Raw Sonnet (no skill guidance) scored **93.3% average** across all 867 challenges. It looked like the model already knew everything and skills had nothing to add.
Then we actually tried to compile the code.
**How we learned this:** We ran a deep-dive experiment on the 3 hardest Phoenix LiveView challenges, generating code from 6 different sources (2 models × 3 skill configurations). Five of the six sources scored identically at 0.636 on the hardest challenge. The string matcher couldn't tell them apart. *(Journal #14, "The Scoring Crisis", April 12 2026)*
**The evidence:**
| Scorer | Sonnet Baseline | Can It Rank? |
|--------|----------------|-------------|
| String match (L0) | 93.3% | No — 5/6 sources tied |
| + Compilation | 68.4% | Yes — catches broken code |
| + AST quality | 68.4% | Yes — rewards idiomatic style |
| + Behavioral tests | 51.1% | Yes — only 14% actually work |
**The principle:** Any evaluation that doesn't test whether code actually runs is measuring "does this look like code?" not "is this good code?" String matching is a necessary check (does the output contain the right concepts?) but should carry no more than 10% of the total score weight.

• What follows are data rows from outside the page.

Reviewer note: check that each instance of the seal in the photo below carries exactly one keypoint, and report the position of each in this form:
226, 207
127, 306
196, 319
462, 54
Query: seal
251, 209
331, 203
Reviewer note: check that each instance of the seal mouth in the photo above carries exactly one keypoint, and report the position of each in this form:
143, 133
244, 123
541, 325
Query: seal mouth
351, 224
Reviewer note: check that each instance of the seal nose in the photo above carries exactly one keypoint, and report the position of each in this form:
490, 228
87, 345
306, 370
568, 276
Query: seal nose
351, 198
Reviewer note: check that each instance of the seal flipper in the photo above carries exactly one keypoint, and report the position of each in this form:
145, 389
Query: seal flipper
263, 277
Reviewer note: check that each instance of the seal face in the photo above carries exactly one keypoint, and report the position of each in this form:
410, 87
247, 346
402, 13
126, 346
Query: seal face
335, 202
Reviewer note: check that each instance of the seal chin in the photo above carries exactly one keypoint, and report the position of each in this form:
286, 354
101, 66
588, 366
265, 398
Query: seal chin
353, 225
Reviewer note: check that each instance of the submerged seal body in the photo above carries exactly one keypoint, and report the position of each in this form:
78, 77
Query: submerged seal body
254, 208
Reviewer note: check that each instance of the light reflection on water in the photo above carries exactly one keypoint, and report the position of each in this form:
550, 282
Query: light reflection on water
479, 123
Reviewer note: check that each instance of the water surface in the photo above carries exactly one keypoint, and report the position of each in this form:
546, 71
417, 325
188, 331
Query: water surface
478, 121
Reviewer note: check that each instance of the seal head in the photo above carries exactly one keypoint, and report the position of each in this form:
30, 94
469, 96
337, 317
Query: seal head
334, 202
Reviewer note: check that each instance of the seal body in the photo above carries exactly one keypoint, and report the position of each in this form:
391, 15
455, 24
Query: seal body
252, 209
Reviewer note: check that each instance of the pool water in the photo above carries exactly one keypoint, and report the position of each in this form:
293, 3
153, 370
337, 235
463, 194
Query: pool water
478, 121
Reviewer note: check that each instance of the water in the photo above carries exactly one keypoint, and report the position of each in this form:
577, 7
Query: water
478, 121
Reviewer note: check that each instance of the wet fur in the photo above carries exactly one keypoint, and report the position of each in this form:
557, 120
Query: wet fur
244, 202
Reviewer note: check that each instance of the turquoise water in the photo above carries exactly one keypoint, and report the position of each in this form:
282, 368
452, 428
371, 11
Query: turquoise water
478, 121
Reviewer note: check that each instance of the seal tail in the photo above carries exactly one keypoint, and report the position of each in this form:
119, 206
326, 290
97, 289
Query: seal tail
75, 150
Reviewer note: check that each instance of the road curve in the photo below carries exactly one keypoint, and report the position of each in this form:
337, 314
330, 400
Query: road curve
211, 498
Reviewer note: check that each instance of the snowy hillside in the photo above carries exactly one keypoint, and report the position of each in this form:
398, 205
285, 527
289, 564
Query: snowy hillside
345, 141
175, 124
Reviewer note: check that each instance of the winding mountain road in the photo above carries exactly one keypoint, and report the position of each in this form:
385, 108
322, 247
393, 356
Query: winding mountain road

### 1.2 Compilation Is the Cheapest High-Value Gate
Adding a single binary check — does this code compile? — dropped the baseline from 93.3% to 68.4% and caught bugs that every other quality gate missed.
**How we learned this:** During the deep-dive experiment, one source (Opus + v1 skill) was ranked as the *best* solution by string matching. When we compiled it, it had a syntax error. The skill had guided the model toward an invalid capture pattern. String matching scored it highest; compilation scored it zero. *(Deep-dive experiment, source: opus-v1-skill-hard-07, Journal #14)*
**The evidence:** Across all 867